I'm working on an application that provides updates to logged in users via web-socket. I don't even want the connection to be allowed for non-logged-in users and the way this was solved previously was to use the Sec-Websocket-Protocol
header in the original request (setting that to a JWT).
I've added the same thing with centrifuge and added the UserID to centrifuge just fine, but the issue is that I can't make centrifuge reply with the protocol header set, which results in errors like the following:
WebSocket connection to 'ws://localhost:5000/v1/web-sockets-pubsub' failed: Error during WebSocket handshake: Sent non-empty 'Sec-WebSocket-Protocol' header but no response was received
Firefox seems fine with it and everything works well there.
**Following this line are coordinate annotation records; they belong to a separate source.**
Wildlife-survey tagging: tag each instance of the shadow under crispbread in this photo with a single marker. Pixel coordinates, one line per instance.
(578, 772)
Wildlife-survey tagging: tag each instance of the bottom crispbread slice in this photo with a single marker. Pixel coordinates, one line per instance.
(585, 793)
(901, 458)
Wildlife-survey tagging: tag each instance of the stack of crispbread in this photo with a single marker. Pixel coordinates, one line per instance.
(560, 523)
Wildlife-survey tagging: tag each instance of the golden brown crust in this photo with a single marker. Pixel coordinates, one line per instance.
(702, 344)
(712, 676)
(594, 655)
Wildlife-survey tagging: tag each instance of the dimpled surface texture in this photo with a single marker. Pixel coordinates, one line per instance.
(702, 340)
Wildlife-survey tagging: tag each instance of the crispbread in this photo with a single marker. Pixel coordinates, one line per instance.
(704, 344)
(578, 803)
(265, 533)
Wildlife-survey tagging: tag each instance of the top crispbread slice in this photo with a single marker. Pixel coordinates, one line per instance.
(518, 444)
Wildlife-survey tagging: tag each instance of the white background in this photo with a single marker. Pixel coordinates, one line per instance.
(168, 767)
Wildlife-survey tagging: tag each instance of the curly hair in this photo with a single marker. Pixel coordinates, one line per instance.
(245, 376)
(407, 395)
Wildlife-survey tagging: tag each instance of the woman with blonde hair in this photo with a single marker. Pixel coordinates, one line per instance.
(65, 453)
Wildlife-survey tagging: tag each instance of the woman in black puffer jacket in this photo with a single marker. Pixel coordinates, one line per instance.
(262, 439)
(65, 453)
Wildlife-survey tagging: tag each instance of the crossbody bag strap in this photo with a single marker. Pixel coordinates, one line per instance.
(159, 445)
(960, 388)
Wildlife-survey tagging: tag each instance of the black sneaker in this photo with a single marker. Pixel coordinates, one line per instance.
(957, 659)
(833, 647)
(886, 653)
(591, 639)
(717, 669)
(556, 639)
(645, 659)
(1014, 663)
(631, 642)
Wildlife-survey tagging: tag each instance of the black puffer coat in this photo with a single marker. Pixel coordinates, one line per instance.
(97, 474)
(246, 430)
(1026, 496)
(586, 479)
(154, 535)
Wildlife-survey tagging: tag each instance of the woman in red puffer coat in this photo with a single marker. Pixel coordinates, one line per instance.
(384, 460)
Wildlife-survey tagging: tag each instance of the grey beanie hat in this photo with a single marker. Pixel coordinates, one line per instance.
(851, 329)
As far as I know (from here) there's no other way to add auth, apart from adding the JWT to the URL but for some reason I'm trying to avoid it. I don't have a clear argument against it but something doesn't seem right to put tokens in the URL. Server and front-end are on different subdomains.
It would be great to have the option to add a customer gorilla *websocket.Upgrader
to NewWebsocketHandler()
, maybe by passing it as an option to WebsocketConfig
. If it's null, the default is used, otherwise the given one.
What do you think?
Or am I thinking about this wrong, is there another way to handle authentication that I'm missing?